Leluhur Lelema yang ada dalam cerita ini merupakan seorang ksatria terbaik. Ia gagah dan memiliki pengetahun yang dianggap sakti.
Dalam ingatan masyarakat Lelema, ada sebuah lagu dalam bahasa Tontemboan, yang mengisahkan peristiwa tersebut.
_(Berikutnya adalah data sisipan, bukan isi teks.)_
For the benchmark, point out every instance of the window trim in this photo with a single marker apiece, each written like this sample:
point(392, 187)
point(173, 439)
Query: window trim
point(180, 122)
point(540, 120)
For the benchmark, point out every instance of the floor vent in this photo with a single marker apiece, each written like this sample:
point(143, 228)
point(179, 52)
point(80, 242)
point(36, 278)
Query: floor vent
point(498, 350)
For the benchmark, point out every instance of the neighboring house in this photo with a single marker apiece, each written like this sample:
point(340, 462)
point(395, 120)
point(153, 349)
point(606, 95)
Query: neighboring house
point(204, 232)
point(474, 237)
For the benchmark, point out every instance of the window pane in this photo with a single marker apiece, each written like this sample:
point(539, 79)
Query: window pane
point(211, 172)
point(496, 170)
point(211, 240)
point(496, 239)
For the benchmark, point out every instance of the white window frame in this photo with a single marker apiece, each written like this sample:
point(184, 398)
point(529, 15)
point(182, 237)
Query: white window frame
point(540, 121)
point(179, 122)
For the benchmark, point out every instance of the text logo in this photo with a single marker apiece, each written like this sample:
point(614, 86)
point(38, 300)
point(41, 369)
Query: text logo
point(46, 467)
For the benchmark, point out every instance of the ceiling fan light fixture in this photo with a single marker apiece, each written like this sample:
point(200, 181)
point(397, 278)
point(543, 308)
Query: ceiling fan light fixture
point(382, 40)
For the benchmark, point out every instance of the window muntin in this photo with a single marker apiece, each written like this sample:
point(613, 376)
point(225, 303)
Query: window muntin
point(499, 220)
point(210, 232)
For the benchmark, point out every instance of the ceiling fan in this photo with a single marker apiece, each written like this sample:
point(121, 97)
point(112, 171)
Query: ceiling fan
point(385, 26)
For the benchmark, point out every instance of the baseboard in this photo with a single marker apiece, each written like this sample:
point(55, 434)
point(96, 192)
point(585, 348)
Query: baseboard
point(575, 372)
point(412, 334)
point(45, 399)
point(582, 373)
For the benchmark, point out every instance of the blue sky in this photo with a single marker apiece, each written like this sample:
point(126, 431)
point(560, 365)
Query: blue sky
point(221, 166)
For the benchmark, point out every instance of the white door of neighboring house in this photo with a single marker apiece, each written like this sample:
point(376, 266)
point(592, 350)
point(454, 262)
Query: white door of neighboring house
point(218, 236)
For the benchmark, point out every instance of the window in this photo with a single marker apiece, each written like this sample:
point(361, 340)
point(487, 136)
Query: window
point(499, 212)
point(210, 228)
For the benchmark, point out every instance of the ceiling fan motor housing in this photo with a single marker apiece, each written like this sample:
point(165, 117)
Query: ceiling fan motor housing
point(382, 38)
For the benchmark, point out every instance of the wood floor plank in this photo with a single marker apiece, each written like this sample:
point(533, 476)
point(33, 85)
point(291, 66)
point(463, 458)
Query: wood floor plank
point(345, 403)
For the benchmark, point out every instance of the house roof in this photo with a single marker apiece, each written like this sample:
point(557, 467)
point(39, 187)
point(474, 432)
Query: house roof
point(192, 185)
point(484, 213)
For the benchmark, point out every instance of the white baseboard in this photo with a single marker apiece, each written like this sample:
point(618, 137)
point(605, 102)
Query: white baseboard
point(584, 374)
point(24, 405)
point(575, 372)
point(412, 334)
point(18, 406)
“Ada lagu bahasa Tontemboan yang dikenal masyarakat terkait dengan peristiwa itu. Dalam bahasa Indonesia judul lagu itu, ‘Burung Putih di Laut Biru’. Lagu ini menceritakan tentang pesan dari dotu kami melalui burung putih, supaya segera memberitahukan ke warga Lelema, bahwa ia telah berhasil. Ia sudah berhasil mengangkat batu itu, dan akan membawa putri dari pemimpin negeri Tombariri ka Lelema,” kisah Opa Festus Rompis, sembari menegaskan keyakinannya bahwa tidak benar jika batu itu bertumbuh.
Ia memastikan, batu sebenarnya adalah batu tumotowa. Dalam tuturan dan ingatan orang Lelema, roong mereka tiga kali pindah tempat. Tumani pertama kali dilakukan di daerah desa Lelema sekarang. Setelah itu mereka pindah di daerah kobong pece (persawahan) sekarang, di daerah selatan kampung. Tetapi, karena sering dapat gangguan dari ketang (kepiting), para dotu memutuskan untuk pindah lagi di daerah tengah kampung yang sekarang.
“Batu Tumotowa saat pemindahan kampung katiga kali, hingga sekarang masih ada. Batu itu berdiri bersebelahan dengan dua waruga di samping gereja Advent. Menurut cerita turun-temurun, waruga itu adalah waruga dotu yang meninggal waktu perang melawan Mangindanau,” papar Opa Festus.
Watu Tumotowa Lelema Terakhir
Berbagai gangguan telah membuat masyarakat Lelema memindahkan kampung mereka beberapa kali. Setiap mereka tumani, pasti akan digelar sebuah upacara. Upacara pendirian kampung biasanya ditandai dengan didirikannya watu tumotowa.
Selain sebagai penanda berdirinya kampung, watu tumotowa juga biasanya dijadikan pusat ritual dan berbagai macam kegiatan publik oleh masyarakat. Watu tomotowa di samping waruga seperti yang dikisahkan Festus Rompis itu adalah watu tumotowa terakhir roong Lelema.
Waruga yang berjumlah dua buah itu dan watu tomotowa yang dimaksud, mudah ditemukan karena berdiri di tengah roong Lelema. Masih berdiri tegak di samping jalan raya trans Sulawesi.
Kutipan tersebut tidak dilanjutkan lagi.